New York could become the first U.S. city to charge people for driving a car downtown — that is, if Governor Andrew Cuomo gets his way.

During a “state of the state” speech to kick off his third term, Cuomo said a new congestion pricing plan would be part of his ambitious agenda over the next 100 days. The agenda also includes additional efforts like banning plastic bags and 100 percent carbon-free energy by 2040. Now that Democrats have unified control of New York government, this climate-friendly wish list could quickly become reality.

Congestion pricing would vault New York City towards a car-free future, and cement its leadership role on tackling climate change. But the fee wouldn’t kick in until sometime after 2021 and a lot could still change.

The idea of congestion pricing is simple: In a dense urban environment with great public transportation like lower Manhattan, operating a private passenger vehicle is actually harmful for society. Cars are dirty, loud, dangerous, and take up tons of space. If they get more expensive, fewer people will use them, carbon emissions will go down, and the streets will be safer — a win for everyone. Watch our video team explain the concept:

In New York, public backing for congestion pricing is on the rise. Public transit commuters outnumber auto commuters 30-to-1 in some parts of NYC, and there’s a growing support particularly among lower-income New Yorkers who want to see more investment in subways and buses as the system continues to literally fall apart in the aftermath of hurricanes and decades of deferred maintenance.

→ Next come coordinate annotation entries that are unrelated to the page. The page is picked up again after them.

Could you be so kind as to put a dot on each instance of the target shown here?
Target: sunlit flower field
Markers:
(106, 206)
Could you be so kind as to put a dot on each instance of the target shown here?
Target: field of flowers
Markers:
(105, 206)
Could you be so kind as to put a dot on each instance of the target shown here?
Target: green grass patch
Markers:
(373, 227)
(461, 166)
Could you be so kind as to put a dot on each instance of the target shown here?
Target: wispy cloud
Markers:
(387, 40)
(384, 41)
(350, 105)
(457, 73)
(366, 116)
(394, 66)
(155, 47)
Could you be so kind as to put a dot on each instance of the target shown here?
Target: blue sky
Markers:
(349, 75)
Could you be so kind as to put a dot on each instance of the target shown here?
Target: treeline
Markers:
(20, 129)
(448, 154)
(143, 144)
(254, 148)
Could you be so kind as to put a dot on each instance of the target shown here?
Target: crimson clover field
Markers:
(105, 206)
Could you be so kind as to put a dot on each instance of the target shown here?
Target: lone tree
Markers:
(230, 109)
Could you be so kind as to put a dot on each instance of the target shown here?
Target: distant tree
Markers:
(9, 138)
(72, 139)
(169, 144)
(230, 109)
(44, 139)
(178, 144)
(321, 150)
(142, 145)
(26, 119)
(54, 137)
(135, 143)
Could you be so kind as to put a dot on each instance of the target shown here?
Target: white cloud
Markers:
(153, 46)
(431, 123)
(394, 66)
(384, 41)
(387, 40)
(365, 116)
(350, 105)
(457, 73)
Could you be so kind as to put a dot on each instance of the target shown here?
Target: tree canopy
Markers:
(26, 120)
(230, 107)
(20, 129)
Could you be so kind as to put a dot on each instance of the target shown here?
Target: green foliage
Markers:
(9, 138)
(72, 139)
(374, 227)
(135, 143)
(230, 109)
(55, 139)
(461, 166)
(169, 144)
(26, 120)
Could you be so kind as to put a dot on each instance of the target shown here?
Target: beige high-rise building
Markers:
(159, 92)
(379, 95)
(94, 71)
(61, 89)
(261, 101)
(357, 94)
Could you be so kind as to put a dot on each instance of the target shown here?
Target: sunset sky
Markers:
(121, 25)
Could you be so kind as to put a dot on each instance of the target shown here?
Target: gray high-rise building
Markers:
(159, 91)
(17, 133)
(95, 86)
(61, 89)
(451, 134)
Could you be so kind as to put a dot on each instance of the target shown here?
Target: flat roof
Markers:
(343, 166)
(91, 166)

Congestion pricing isn’t new — it’s been in the works in NYC for a long time. When it first opened way back in 1883, the Brooklyn Bridge charged horse-drawn carriages a fee to limit traffic downtown but the practice was eventually abandoned after public outcry. A 2008 plan under former Mayor Michael Bloomberg to put a congestion price on automobiles didn’t make it through the state legislature.

Cuomo has proposed a $11.52 fee to limit vehicle traffic below 60th Street, and expects the plan to provide a “reliable funding stream” for public transit in the city, especially in underserved areas, raising $15 billion in an unspecified amount of time.

In other cities around the world, congestion pricing has proven effective at reducing vehicle use. London launched its system in 2003 and traffic has dropped by over 15 percent. More than 15 years later, London’s car surcharge has increased to around $15 per car, and if anything, critics say it doesn’t go far enough.

Charging cars about the price of a fully -loaded Chipotle steak burrito to enter the densest urban environment in America isn’t an all-out, breakneck, emergency-level mobilization on climate change — but it’s a start, and it will be an important testbed for expanding the common sense policy nationwide.